E não me venham dizer que quem se opõe às comemorações é contra a democracia! Não, 25 de Abril, sempre, mas este ano é um ano atípico. Há outras formas de celebrarmos o 25 de Abril, temos hoje, felizmente, meios tecnológicos que nos permitem assinalar esta data virtualmente, mantendo a interação com os cidadãos através das redes sociais. A própria Associação 25 de Abril já veio lançar o repto para que as pessoas cantem à janela a canção 'Grândola Vila Morena’ que é também uma outra forma de evocar o 25 de Abril com o mesmo espírito de união, de solidariedade e de respeito que a data merece.
E uma vez que não prescindem de celebrar a efeméride na Casa da Democracia, a maneira mais correta de a comemorar em período de confinamento seria estritamente com os órgãos de soberania (sem a presença dos tribunais) e os líderes parlamentares, numa cerimónia simbólica, transmitida através das televisões com os discursos habituais. O povo ia perceber e aplaudir certamente.

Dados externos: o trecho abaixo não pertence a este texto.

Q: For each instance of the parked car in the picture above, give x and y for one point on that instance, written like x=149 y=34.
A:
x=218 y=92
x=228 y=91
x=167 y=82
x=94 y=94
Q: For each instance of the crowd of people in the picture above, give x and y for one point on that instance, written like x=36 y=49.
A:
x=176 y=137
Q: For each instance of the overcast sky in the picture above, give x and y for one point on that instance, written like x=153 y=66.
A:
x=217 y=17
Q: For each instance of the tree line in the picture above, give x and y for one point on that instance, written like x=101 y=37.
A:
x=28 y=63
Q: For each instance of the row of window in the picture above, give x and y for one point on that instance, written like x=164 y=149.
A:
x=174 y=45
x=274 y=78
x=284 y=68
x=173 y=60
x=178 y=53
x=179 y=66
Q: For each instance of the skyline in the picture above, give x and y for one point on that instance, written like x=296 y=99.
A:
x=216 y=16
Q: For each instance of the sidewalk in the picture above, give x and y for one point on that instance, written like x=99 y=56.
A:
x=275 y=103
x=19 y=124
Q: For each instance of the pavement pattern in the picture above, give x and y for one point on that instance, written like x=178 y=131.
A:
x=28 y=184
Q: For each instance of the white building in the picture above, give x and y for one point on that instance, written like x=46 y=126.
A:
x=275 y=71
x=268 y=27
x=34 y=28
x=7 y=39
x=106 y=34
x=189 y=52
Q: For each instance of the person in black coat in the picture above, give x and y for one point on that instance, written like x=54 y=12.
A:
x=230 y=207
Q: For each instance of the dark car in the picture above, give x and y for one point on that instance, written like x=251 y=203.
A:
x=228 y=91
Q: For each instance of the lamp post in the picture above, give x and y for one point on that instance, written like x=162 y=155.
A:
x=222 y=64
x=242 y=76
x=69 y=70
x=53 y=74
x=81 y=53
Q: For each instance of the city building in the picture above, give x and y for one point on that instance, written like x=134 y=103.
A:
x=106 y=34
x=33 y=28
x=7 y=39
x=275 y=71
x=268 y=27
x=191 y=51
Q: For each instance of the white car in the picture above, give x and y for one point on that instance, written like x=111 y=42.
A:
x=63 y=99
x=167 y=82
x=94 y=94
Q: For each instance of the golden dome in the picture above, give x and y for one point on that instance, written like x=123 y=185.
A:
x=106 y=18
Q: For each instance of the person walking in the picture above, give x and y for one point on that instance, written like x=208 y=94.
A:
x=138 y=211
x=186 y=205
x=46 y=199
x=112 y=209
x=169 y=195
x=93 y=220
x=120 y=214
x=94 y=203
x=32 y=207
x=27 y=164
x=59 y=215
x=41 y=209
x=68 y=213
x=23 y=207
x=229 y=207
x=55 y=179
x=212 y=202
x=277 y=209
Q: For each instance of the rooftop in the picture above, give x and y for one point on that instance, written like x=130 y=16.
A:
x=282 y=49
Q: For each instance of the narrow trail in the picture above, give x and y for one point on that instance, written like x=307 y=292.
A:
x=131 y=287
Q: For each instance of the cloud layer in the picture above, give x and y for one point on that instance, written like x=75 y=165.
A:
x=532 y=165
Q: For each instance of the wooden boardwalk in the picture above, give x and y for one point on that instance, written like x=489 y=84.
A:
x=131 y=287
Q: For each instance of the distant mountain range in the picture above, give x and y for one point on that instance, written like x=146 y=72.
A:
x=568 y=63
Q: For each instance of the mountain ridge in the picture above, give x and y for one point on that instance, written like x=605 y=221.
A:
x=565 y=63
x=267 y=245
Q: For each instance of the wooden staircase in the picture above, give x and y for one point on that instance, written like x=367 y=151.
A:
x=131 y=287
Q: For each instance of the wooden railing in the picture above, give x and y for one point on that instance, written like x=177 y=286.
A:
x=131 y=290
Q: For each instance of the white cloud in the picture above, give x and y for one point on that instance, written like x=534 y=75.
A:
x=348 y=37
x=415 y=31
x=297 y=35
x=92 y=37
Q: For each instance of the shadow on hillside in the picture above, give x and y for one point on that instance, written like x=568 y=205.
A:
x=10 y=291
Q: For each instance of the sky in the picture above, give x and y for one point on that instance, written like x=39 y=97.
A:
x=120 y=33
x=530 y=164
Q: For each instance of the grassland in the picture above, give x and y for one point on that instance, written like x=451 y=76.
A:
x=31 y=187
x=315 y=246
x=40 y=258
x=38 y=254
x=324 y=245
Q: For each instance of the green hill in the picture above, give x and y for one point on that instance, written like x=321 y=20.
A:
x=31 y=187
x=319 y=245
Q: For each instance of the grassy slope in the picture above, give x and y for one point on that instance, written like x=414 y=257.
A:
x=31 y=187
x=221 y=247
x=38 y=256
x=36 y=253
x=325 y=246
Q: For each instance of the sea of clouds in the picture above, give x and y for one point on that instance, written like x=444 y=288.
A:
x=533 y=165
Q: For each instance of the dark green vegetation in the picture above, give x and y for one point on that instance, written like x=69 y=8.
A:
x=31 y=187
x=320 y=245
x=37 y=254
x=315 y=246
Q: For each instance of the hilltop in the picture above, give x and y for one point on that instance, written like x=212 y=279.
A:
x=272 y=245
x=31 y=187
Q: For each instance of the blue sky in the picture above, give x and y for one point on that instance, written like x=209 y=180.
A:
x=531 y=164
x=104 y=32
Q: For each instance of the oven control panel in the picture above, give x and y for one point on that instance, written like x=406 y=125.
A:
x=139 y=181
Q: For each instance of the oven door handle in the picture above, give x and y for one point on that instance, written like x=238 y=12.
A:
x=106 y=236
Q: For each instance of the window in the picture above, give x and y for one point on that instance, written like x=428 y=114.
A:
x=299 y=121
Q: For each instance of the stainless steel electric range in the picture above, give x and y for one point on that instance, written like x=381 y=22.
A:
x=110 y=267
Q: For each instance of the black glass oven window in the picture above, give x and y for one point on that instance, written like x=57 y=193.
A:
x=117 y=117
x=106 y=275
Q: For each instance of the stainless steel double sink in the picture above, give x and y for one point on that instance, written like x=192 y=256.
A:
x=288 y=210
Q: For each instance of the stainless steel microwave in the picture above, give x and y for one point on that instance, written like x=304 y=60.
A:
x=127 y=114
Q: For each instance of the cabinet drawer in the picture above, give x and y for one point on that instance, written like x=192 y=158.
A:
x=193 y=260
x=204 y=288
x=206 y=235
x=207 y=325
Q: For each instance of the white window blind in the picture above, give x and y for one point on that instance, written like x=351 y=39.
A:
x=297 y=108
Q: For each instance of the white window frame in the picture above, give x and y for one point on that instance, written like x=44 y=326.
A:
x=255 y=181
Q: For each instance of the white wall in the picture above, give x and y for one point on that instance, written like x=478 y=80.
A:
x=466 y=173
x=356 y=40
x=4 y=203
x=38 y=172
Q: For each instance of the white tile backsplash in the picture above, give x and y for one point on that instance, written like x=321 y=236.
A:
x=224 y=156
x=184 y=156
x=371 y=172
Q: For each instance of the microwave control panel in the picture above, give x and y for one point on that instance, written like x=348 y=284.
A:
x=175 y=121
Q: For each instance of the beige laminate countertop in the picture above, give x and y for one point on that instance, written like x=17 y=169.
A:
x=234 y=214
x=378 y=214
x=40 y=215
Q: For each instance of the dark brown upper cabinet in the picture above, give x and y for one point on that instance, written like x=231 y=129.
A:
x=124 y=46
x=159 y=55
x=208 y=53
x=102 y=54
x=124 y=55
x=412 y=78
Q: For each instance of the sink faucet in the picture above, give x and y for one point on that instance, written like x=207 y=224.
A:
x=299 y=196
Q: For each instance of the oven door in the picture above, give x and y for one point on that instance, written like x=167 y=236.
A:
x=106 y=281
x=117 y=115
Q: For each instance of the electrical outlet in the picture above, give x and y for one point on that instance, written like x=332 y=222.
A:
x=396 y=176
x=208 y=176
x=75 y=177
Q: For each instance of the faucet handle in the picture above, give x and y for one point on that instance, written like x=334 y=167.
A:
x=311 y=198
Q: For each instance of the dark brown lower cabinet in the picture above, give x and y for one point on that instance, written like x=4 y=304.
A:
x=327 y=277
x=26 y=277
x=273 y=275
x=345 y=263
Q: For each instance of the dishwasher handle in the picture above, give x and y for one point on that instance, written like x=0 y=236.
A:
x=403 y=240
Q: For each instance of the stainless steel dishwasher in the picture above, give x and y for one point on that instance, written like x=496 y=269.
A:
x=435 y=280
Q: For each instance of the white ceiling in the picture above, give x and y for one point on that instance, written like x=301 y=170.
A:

A este propósito transcrevo aqui a opinião corajosa de João Soares que, sendo um democrata indiscutível mas que pensa pela sua cabeça, partilhou um texto no seu facebook, a propósito deste tema, apoiando-sen na opinião de Luís Fagundes Duarte: «com todo o respeito por quem tem opinião contraria acho um disparate persistir na ideia da sessão comemorativa do 25 de Abril na AR no modelo tradicional.E previno já não admito que me chamem facho, ou que insinuem que não estou com o 25 de Abril por exprimir esta minha opinião. Cito o meu amigo, e camarada, Luiz Fagundes Duarte hoje aqui no Facebook : "A AR, com o seu Presidente à cabeça e a pronta anuência do Presidente da República, conseguiu o que não passaria pela cabeça de um cão tinhoso: pôr uma boa parte dos portugueses contra as comemorações do 25 de Abril. Não sei o que lhes deu para, com o país em estado de emergência e a maioria da população em confinamento doméstico, decidirem comemorar o 25 de Abril seguindo o figurino utilizado em tempos normais (e que, convenhamos, já não diz nada à maioria dos portugueses): juntando pessoas a discursar num espaço fechado. Independentemente do seu número e qualidades. Como se fosse impossível comemorar a data de outra maneira. A incapacidade de inovar assim revelada é de bradar aos céus. Mas nem precisariam de inventar nada: a força da figura do Papa Francisco a dar a sua bênção «Urbi et Orbi», sozinho, na enorme Praça de São Pedro vazia, foi muitíssimo maior do que se ele o tivesse feito com a praça cheia de gente.
EM TEMPO: a minha referência ao Papa e ao seu gesto não reflecte qualquer postura minha relativamente à Igreja Católica e aos seus rituais. O que aqui me interessa é a eficácia".
O Luís Fagundes Duarte diz tudo o que era preciso dizer, eu subscrevo e acrescento : estive a 25 de Abril de 1974 no Largo do Carmo. Conheci lá Salgueiro Maia. Sou um indefetível da nossa Revolução. Até já tive a honra e o prazer de falar, por duas vezes, em cerimonias do 25 de Abril na AR. Pelo PS, claro. De que também sou um indefetível. Faço um apelo porque ainda há tempo. Revejam a decisão infeliz que tomaram, e venham para as janelas e varandas de vossas casas, locais de trabalho, Hospitais, cantar connosco a Grândola e a Portuguesa às 15 horas de 25 de Abril de 2020. Liberdade, Igualdade, e Fraternidade. Viva o 25 de Abril ! João Soares.».
Porque sejamos francos, passados 46 anos sobre a Revolução do Cravos, celebrar Abril são sobretudo valores e convicções que se devem renovar diariamente e que devem encontrar expressão em ações na democracia participativa e não apenas nas cerimónias oficiais na Assembleia da República de cravo na lapela.